代写 R C algorithm Scheme statistic #########################################################

#########################################################
################### BTRY 4520 ###########################
################## Homework 5 ###########################
############## Due: May 3, 2019 #########################
#########################################################

# Instructions: save this file in the format _HW5Q1.R.
# Complete each question using code below the question number.
# You need only upload this file to CMS.

# Note, we assume your working directory contains any files
# that accompany this one.

# Further note: 10% will be deducted if your file produces
# an error when run. If your code produces an error and you
# cannot find it, comment out that portion of the code and we
# will give partial credit for it.

# Do not use either the function set.seed() or rm(list=ls())
# in your code.

####################################
# Question 1: Logistic Regression #
####################################

# Logistic regression is used to model a binary outcome in terms
# of covariates. That is, we have data (Y_i,X_i) where Y_i is
# either 0 or 1, and we need to model P(Y = 1|X).

# Here we observe the constraints that this is a probability
# and must be between 0 and 1. A common way to achieve this is
# to write
#
# P(Y = 1|X,b) = g( b0 + b1 X1 + … + bp Xp )
#
# for some coefficients b = (b0,b1,…,bp).
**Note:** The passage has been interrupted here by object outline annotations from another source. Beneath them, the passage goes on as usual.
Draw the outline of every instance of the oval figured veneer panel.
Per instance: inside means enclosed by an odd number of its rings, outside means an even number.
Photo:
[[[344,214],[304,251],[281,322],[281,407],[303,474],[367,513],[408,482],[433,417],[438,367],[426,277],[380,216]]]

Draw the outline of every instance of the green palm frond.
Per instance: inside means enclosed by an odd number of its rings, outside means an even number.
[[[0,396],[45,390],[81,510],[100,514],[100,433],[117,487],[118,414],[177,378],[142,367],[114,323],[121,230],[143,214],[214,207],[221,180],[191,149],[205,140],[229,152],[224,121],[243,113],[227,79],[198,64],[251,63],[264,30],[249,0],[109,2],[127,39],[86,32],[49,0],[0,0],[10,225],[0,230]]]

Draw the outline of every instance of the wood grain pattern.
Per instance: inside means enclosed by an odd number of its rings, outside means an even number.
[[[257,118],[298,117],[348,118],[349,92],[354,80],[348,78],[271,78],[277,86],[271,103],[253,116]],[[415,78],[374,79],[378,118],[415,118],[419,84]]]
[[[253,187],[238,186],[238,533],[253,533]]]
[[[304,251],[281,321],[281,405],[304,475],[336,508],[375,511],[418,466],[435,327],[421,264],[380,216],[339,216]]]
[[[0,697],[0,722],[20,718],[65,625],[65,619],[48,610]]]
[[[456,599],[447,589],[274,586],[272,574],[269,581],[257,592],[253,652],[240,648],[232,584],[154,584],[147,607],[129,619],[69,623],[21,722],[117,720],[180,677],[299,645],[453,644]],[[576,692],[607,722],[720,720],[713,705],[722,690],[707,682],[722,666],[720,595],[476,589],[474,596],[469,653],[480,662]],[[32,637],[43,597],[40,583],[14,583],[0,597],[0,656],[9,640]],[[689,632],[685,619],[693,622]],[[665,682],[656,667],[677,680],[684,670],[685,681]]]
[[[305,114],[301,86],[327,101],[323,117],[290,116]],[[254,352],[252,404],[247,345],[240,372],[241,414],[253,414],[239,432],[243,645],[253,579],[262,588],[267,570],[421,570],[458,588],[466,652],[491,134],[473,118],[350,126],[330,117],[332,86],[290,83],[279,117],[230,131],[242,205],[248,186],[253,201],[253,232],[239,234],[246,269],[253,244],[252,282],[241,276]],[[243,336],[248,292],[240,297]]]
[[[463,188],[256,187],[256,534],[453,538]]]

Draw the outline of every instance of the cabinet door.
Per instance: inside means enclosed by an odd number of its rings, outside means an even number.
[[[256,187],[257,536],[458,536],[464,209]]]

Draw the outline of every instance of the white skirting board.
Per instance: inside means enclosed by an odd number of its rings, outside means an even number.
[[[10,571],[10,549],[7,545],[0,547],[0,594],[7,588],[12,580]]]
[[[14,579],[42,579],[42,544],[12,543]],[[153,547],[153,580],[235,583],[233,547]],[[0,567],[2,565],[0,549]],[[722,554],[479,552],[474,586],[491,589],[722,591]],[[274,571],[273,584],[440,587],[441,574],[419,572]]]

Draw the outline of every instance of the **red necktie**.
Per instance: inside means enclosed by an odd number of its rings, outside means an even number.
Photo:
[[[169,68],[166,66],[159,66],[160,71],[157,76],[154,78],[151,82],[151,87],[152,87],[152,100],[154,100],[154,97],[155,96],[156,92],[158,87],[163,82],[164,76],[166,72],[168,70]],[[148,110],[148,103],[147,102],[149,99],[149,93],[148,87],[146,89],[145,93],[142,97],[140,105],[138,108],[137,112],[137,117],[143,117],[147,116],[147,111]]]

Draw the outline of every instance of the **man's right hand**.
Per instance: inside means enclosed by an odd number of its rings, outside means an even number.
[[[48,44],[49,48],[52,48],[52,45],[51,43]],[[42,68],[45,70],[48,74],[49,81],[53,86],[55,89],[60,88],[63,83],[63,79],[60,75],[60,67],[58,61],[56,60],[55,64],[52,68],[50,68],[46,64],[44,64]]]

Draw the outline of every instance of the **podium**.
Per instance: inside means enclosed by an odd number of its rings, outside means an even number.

# The function g now makes sure that the input is between 0 and 1.
# A classical choice of this is
#
# g(z) = exp(z)/(1+exp(z))
#
# Below you may also find it useful to observe that
#
# g'(z) = g(z)(1-g(z))

# For this question we will use the data in

grains = read.table(‘SpiderBeach.txt’,head=TRUE)

# which records the size of sand grains on 28 Japanese beaches
# and whether the burrowing wolf spider was found there. If
# we plot

plot( spiders ~ grain.size, data = grains)

# we can see an apparent increase in the likelihood of coming
# across spiders as grain sizes increase.

# A) Implement a function to take a matrix X, and a vector b and
# return the vector of probabilities P(Y=1|X)

LogistProb = function(X,b)
{

}

# B) Given data, we would like to estimate b. To do this we will
# maximize the likelihood of our observed outcomes. That is
#
# L(b) = prod P(Y=1|X,b)^Y * (1- P(Y=1|X,b))^(1-Y)
#
# (if you think about this, the terms in the product are
# P(Y=1|X,b) if Y is 1, and P(Y=0,X,b) if Y is 0).
#
# However, we generally use the log of the likelihood
#
# l(b) = sum Y log P(Y=1|X,b) + (1-Y) log( 1-P(Y=1|X,b) )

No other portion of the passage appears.